ROYAL Dutch Shell’s finance chief, Simon Henry, has hailed a big improvement in its performance in the North Sea which he noted had followed 1000 job losses in Aberdeen but said the firm could not rule out further cuts in staff numbers.
The oil and gas giant unveiled an 18 per cent increase in third quarter underlying profits to $2.8 billion (£2.3bn), from $2.4bn in the same period last year. This was driven by squeezing costs out of the enlarged business following the £37bn acquisition of BG.
Shell’s giant rival BP saw third quarter profits fall by 50 per cent, to $0.9bn, from $1.8bn, as lower oil and gas prices weighed on the profitability of the firm, which has cut hundreds of North Sea jobs.
BP said it has increased the valuation of its North Sea portfolio by hundreds of millions of dollars to reflect changes in its oil price assumptions following the partial recovery in crude prices this year.
However the company made clear it is planning for a long period of low oil prices, in which crude will continue to sell for less than half the $115 per barrel it fetched in 2014.
On a call with reporters, Shell’s Mr Henry highlighted the success of efforts to boost efficiency in the North Sea where he said the whole industry has improved its performance amid the crude price slump.

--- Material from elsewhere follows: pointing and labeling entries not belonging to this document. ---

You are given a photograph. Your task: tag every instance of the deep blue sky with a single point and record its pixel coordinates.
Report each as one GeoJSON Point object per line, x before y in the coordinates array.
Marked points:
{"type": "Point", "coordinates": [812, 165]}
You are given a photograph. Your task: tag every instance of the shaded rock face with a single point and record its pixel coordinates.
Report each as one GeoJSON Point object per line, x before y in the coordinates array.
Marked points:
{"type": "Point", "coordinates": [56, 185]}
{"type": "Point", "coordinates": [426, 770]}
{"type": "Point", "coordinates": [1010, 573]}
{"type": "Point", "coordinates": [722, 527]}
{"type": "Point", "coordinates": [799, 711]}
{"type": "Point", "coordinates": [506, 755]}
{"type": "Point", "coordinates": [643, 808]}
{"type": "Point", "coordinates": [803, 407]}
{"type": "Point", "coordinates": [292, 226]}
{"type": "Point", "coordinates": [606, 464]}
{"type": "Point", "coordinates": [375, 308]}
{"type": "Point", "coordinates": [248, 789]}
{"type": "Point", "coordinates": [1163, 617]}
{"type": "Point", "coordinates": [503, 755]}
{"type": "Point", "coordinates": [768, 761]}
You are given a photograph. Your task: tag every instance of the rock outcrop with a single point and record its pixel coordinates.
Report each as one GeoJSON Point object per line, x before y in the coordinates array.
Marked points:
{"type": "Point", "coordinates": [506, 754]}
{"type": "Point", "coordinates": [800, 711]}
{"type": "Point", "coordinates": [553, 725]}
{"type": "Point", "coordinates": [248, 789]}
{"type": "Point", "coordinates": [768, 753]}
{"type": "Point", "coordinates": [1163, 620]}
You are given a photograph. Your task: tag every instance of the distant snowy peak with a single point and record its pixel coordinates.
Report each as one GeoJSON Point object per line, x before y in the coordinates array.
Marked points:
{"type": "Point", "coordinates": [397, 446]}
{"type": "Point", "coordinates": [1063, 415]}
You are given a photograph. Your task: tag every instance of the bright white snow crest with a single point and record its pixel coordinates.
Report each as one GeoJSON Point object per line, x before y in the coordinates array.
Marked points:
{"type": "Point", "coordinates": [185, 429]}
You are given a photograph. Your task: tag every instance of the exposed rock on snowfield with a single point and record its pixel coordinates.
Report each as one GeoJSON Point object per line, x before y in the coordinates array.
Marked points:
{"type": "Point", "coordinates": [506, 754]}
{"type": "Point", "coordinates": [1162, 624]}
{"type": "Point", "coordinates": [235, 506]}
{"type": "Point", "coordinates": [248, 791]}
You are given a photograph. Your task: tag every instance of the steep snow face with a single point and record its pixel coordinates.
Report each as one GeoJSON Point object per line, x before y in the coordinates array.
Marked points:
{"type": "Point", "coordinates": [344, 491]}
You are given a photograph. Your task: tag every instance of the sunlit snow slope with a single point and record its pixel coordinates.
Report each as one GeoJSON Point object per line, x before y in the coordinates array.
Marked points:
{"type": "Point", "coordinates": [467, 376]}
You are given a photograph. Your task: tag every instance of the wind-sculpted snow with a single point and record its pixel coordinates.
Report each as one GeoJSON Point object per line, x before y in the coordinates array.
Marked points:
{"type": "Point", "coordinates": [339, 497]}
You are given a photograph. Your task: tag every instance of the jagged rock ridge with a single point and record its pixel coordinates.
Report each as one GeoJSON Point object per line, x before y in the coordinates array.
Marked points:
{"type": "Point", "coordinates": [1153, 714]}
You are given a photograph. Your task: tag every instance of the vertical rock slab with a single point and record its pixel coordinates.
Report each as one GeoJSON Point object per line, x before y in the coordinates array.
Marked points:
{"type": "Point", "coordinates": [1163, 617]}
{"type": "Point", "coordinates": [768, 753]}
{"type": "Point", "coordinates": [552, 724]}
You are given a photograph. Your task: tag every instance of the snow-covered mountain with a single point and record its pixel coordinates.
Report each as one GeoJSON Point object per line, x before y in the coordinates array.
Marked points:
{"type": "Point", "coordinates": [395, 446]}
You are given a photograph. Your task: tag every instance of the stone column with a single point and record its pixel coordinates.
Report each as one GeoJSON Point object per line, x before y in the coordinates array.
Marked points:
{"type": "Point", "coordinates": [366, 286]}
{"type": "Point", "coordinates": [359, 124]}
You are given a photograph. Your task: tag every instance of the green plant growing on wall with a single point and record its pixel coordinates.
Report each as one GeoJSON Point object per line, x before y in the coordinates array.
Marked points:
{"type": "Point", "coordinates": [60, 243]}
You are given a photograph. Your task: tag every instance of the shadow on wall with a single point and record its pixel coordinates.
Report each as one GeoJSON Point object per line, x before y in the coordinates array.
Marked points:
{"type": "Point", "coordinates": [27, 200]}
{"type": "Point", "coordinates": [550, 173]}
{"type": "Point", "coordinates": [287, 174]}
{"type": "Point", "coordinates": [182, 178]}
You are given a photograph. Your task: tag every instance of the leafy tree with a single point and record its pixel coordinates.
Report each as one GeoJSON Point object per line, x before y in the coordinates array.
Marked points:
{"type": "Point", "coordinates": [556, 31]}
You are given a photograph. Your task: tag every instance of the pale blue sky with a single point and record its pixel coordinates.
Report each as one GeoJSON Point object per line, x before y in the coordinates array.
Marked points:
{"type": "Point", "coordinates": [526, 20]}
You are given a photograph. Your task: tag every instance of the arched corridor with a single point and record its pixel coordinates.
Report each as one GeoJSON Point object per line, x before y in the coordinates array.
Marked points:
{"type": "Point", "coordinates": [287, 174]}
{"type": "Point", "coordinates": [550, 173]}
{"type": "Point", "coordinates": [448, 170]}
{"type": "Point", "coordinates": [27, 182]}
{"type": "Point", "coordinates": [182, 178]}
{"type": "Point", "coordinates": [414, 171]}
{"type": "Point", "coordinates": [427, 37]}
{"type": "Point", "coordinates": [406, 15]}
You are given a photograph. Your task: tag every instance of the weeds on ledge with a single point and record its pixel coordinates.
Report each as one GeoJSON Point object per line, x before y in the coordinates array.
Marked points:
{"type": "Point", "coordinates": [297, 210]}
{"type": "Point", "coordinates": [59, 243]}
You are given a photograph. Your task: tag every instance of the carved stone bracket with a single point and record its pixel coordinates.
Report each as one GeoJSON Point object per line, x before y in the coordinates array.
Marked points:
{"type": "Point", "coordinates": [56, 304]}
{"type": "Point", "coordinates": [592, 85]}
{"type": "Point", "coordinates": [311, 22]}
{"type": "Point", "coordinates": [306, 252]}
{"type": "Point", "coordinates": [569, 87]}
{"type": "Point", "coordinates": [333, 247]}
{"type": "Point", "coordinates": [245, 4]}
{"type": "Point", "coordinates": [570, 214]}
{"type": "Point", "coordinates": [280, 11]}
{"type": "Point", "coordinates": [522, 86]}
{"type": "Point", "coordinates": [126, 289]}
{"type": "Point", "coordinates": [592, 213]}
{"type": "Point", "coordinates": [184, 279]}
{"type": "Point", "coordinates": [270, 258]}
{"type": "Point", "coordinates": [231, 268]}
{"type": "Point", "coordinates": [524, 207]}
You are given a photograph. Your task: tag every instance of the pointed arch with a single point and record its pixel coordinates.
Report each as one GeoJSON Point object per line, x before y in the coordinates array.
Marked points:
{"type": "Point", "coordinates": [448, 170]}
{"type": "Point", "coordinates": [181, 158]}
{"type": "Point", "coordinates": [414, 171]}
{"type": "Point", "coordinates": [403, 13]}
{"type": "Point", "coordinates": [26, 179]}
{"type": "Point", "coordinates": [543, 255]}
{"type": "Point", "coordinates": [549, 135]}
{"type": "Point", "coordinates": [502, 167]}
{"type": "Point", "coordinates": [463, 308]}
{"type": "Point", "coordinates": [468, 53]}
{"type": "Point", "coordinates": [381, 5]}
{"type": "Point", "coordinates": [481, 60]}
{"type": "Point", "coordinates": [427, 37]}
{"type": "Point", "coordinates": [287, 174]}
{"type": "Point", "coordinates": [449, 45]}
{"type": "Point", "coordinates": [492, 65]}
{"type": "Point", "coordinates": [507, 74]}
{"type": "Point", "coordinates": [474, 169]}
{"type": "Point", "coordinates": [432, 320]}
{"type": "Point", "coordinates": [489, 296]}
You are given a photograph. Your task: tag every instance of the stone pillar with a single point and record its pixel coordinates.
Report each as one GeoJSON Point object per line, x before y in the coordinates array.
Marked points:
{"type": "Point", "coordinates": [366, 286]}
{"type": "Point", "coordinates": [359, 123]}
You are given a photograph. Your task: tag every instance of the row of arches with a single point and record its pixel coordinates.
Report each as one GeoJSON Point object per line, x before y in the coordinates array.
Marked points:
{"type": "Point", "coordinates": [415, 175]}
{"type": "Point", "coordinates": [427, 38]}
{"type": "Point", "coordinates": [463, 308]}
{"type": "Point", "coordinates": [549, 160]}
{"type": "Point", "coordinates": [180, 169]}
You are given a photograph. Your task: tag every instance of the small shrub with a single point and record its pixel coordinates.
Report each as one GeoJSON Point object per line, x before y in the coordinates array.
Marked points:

The response has involved firms slashing investment off Scotland, in moves which have inflicted pain across the supply chain.
Mr Henry said: “We’re seeing improvements around the world in performance, both reliability and cost reductions but possibly the most impressive improvement has actually been in the North Sea.”
After reducing the operating costs on some fields by as much as 50 per cent, Shell is now making money in the North Sea. “It’s not the most profitable asset in the portfolio but it is cash generative,” said Mr Henry, who noted the improvements partly reflected the loss of around 1,000 jobs in Aberdeen.
He added: “I can not rule out any further changes in the number of jobs but I will say we’ve seen effectively still a very motivated and successful workforce that’s done a great job in delivering the performance improvements we have seen.”
Asked whether Shell had any concerns that the Scottish Government may look to hold another independence referendum following the Brexit vote for the UK to leave the European Union, Mr Henry said: “We were very clear before the first referendum about believing that better together was the right economic and political outcome. I appreciate the world has moved on, so can I leave that to the politicians?”
Shell said lower oil prices continue to be a significant challenge across the business. The outlook remains uncertain.
However, Mr Henry said the BG acquisition has put Shell in a good position to increase returns over the oil price cycle. The company will focus investment on a narrower range of bumper projects that it expects will yield big profits for years.
These include the Clair and Schiehallion fields that it will bring onstream off Shetland with BP in coming months.
But the company expects to sell some North Sea assets to help meet its target of raising $30bn from disposals.
The cash will be used to help reduce debt, to support dividend payments and possible share buy backs and for investment.
Shell maintained the third quarter dividend at 47 cents per share.
BP held its third quarter dividend at 10 cents per share.
The company made $933m underlying profit in the quarter, against $1.8bn last time.
Chief financial officer Brian Gilvary said “We continue to make good progress in adapting to the challenging price and margin environment. We remain on track to rebalance organic cash flows next year at $50 to $55 a barrel, underpinned by continued strong operating reliability and momentum in resetting costs and capital spending.”
BP booked one off credits worth around $1.5bn in total to reflect changes in the valuation of assets in the North Sea and Angola.
It took a $189m charge for the Gulf of Mexico oil spill taking the total bill for the incident in 2010 to $61.8n.
Royal Dutch Shell A shares closed up four per cent, 76.5p at £21.15.
Shares in BP closed down four per cent, 21.65p, at 462.05p.